# Dominating Cichlid



## sickonblues (Mar 2, 2005)

I have 2 African chiclids in a little 5 gallon tank. They're both new. I got one one day and another the next. The one I got the first day chases the other around and I'm afraid that the one that's being chased is getting stressed. Is there anything I can do or do I just sit here, watch it get chased and die?


----------



## Lexus (Jan 19, 2005)

Read the other post... you cannot keep cichlids in a 5g.


----------



## mk_ultra (Feb 26, 2005)

:lol:
watch it die. :lol: 
Sorry, couldn't help it. Even a breeding pair of brevis or multis need more space.


----------



## fishfreaks (Jan 19, 2005)

you should put them in a bigger tank and give hiding spots. they would be much happier then!


----------



## X-Pande-R (Feb 15, 2005)

Firstly like above, to small. The only thing you can do now is get a bigger tank or make alot of hiding spots or use some fake plants,rocks,caves so it can take cover.What are they anyway?


----------



## Lexus (Jan 19, 2005)

Well it was stated in a diff. post that they are the assorted ones from walmart which means they could be anything, but I was thinking zebra and a yellow lab


----------



## fish_doc (Jan 31, 2005)

The best thing to do when adding new fish that may be agressive is to move the ornaments around in the tank. This messes with their territories. But as has been stated start planing now to get a bigger tank. As they grow they will only become more agressive with eachother in such a small space.


----------



## ritzgirl34 (Jan 20, 2005)

Perhaps a Julidochromis? I've seen them at walmart before.


----------



## HeatherH (Feb 26, 2005)

no matter what... cichlids shouldnt be kept in a 5g tank. I don t think there are to many fish that should be period.


----------



## E (Mar 8, 2005)

Get another tank. The picked on fish won't eat and will die. Buy another 5, put it on your kitchen counter, put one fish in each tank, then give away the africans and get killies or guppies. Or go buy a 55 gallon tank. Walmart had them after Christams for $148, If you want to Malawi Mbuna, its about the minimum.
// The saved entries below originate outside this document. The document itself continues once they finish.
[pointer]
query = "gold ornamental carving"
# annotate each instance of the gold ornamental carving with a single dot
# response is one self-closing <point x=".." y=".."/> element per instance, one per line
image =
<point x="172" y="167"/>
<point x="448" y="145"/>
I must confess, I do have a pair of Apistogramma Inca breeding in a 5 gallon tank, however the 3/4" in. long female, keeps the inch long male up in the corner, so I'm going to move them to a larger tank. 

Even small julidichromis should have a 20 long.


----------



## Cichlid Man (Jan 19, 2005)

*Re: stressed Cichlids*



> I keep cichlids in a 5 gallon tank and one of them always chases the other, what shall I do?


My advice to you is, dont keep cichlids.
If you want to keep an aggressive African cichlid, then a much larger tank, with plenty of hiding places and other fish is required.


----------



## Lexus (Jan 19, 2005)

A 5g is good for a betta and thats about it.


----------